Lo primero que dilucidar es la diferencia entre Escuela y Educación, entre el aprendizaje escolar y el aprendizaje (orientado o no) de la vida. La noción de aprendizaje escolar sigue demasiado anclada en la idea de “transmitir” unos contenidos, a menudo descontextualizados y ajenos a la vida social y cultural de los estudiantes, “medibles” a través de pruebas de papel y lápiz. De ahí que, en principio, parezca fácil (y para algunos “más efectiva”) la enseñanza a distancia mediada por los dispositivos digitales. Pero la Educación va mucho más allá del consumo de información, comienza mucho antes de que los individuos lleguen a la Escuela e implica mucho más que el “consumo de información”. Empieza en el momento de ser concebido (el estado anímico y físico de los progenitores ya marca la diferencia) y sigue sin solución de continuidad, como he señalado, a lo largo, lo ancho y lo profundo de la vida. Está configurada por todas las vivencias, experiencias, afectos, intercambios, posibilidades, carencias…, que jalonan nuestra vida, una parte de ellas relacionadas con la Escuela. Porque como argumenta Mlodinow (Subliminal. Cómo tu inconsciente gobierna tu comportamiento. Barcelona: Crítica. 2013), asimilamos un buen número de estímulos sin ser conscientes de ello, por eso la importancia del contexto.

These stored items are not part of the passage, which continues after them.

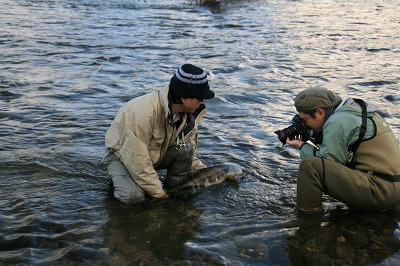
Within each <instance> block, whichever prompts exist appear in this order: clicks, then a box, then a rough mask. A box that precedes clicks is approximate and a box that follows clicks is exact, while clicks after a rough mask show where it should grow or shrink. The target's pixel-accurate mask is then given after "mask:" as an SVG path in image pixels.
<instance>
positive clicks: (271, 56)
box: [0, 0, 400, 265]
mask: <svg viewBox="0 0 400 266" xmlns="http://www.w3.org/2000/svg"><path fill="white" fill-rule="evenodd" d="M0 6H1V9H0V45H1V50H0V51H1V52H0V108H1V109H0V171H1V186H0V206H1V211H0V228H1V231H0V264H18V265H32V264H35V265H37V264H40V265H43V264H44V265H54V264H55V265H80V264H85V265H87V264H90V265H107V264H108V265H127V264H129V265H343V264H346V265H352V264H353V265H354V264H357V265H365V264H372V265H398V264H399V263H400V225H399V221H400V213H399V212H397V211H390V212H386V213H357V212H354V211H350V210H348V208H347V207H346V206H345V205H343V204H341V203H338V202H336V201H335V200H333V199H332V198H329V197H324V208H325V212H324V213H323V214H322V215H320V216H308V217H302V216H299V214H297V213H296V210H295V198H296V172H297V167H298V164H299V162H300V159H299V155H298V152H297V151H296V150H294V149H292V148H289V147H286V146H283V147H282V145H281V144H280V142H279V140H278V139H277V138H276V135H275V134H274V133H273V132H274V131H275V130H277V129H282V128H284V127H286V126H288V125H289V124H290V120H291V118H292V116H293V115H294V114H295V110H294V108H293V106H292V104H293V98H294V97H295V95H296V94H297V93H298V92H299V91H301V90H302V89H304V88H307V87H309V86H325V87H327V88H329V89H332V90H334V91H336V92H338V93H339V94H340V95H341V96H342V97H344V98H346V97H358V98H363V99H365V100H367V101H373V102H375V103H376V104H378V106H379V107H380V109H381V111H382V113H383V115H384V117H385V118H386V119H387V121H388V122H389V123H390V124H391V126H392V129H393V131H394V132H395V134H396V137H397V139H398V140H399V139H400V107H399V103H400V95H399V87H400V85H399V84H400V74H399V73H400V46H399V43H400V16H399V14H400V5H399V3H398V1H397V0H366V1H354V0H350V1H349V0H335V1H333V0H304V1H289V0H271V1H267V0H264V1H239V0H237V1H225V2H220V3H218V4H214V5H209V6H199V5H198V4H196V3H195V2H194V1H185V0H179V1H178V0H171V1H167V0H148V1H147V0H58V1H50V0H48V1H45V0H37V1H28V0H0ZM183 63H193V64H196V65H198V66H200V67H203V68H204V69H206V70H207V71H208V72H209V74H210V77H211V80H212V81H211V83H210V84H211V86H212V89H213V90H214V91H215V92H216V97H215V99H212V100H208V101H206V104H207V107H208V109H209V112H208V114H207V116H206V117H205V119H204V120H203V123H202V125H201V128H200V131H201V135H200V146H199V151H198V155H199V158H201V159H202V160H203V162H204V163H205V164H207V165H213V164H217V163H224V162H230V163H237V164H239V165H241V166H242V167H244V169H245V175H243V176H242V177H241V178H240V179H239V180H238V182H236V183H226V184H222V185H220V186H217V187H214V188H210V189H207V190H204V191H202V192H200V193H198V194H195V195H193V196H191V197H189V198H186V199H178V198H175V199H174V198H171V199H169V200H167V201H162V202H160V201H150V202H145V203H143V204H137V205H124V204H122V203H119V202H117V201H116V200H114V199H113V197H112V196H110V189H109V187H110V180H109V178H108V177H107V175H106V173H105V170H104V169H103V167H102V166H101V157H102V153H103V149H104V134H105V131H106V130H107V128H108V126H109V124H110V123H111V121H112V119H113V118H114V116H115V115H116V113H117V111H118V109H119V107H120V106H121V105H122V104H123V103H125V102H126V101H128V100H129V99H131V98H133V97H136V96H139V95H142V94H144V93H148V92H151V91H154V90H157V89H159V88H161V87H162V86H163V85H164V84H165V83H166V82H168V81H169V79H170V78H171V76H172V75H173V73H174V71H175V69H176V68H177V67H178V66H179V65H181V64H183Z"/></svg>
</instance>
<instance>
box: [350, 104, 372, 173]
mask: <svg viewBox="0 0 400 266" xmlns="http://www.w3.org/2000/svg"><path fill="white" fill-rule="evenodd" d="M353 100H354V101H355V102H356V103H358V104H359V105H360V106H361V128H360V133H359V134H358V139H357V140H356V142H354V144H353V145H351V147H350V150H351V152H352V153H353V154H352V158H351V161H350V162H347V164H346V165H347V166H348V167H350V168H351V169H354V168H355V167H356V162H355V160H354V153H355V152H356V150H357V149H358V147H359V146H360V144H361V142H362V141H363V139H364V136H365V132H366V131H367V104H366V103H365V102H364V101H363V100H361V99H354V98H353Z"/></svg>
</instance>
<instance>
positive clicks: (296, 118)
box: [274, 114, 313, 144]
mask: <svg viewBox="0 0 400 266" xmlns="http://www.w3.org/2000/svg"><path fill="white" fill-rule="evenodd" d="M274 133H275V134H277V135H278V138H279V140H280V141H281V142H282V144H286V139H287V138H289V139H293V138H294V137H295V136H299V135H300V136H301V137H302V139H303V141H307V140H311V136H312V133H313V131H312V130H311V129H310V128H308V127H307V125H306V123H305V121H304V120H303V119H301V118H300V116H299V115H298V114H297V115H295V116H294V117H293V118H292V124H291V125H290V126H288V127H287V128H284V129H281V130H277V131H275V132H274Z"/></svg>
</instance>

De ahí que lo que me ha faltado en prácticamente todo lo que he sido capaz de leer y escuchar durante este tiempo especial, o lo que a mí me gustaría explorar y profundizar, es cómo abordar la Educación de los individuos de forma holística, es decir, con la participación de todos y cada uno de los agentes y organizaciones sociales. Como una gran red colaborativa orientada al desarrollo individual y social. La finalidad: propiciar una Sociedad Educativa, encaminada al bienestar común, en la que, desde luego, la Escuela tenga un papel. Pero una concepción de Escuela que no dé a entender que es “la única que educa”, porque nunca ha sido así.
Este año, por primera vez, para planificar el curso, se han reunido responsables del Ministerio de Sanidad y de Educación. Aunque la finalidad era claramente otra, a mí me ha llevado a pensar y proponer: ¿Por qué no promover comisiones formadas por representantes de todos y cada una de los ministerios, organismos internacionales y sociedad civil para discutir, imaginar y promover una Sociedad Educativa? ¿Una sociedad basada en el cuidado, la cultura, el afecto, el trabajo digno y la calidad de vida para todos?
Dicho así, en frío, se me dirá que es una locura. Sí, no se me escapa que es difícil. Sin embargo, leemos día tras día propuestas interestelares que “compramos” como futuro. Cuando nuestro único futuro es el presente, lo aprendí de un párvulo de cinco años: hoy ya es mañana. Y yo os/me pregunto ¿qué hoy y mañana queremos?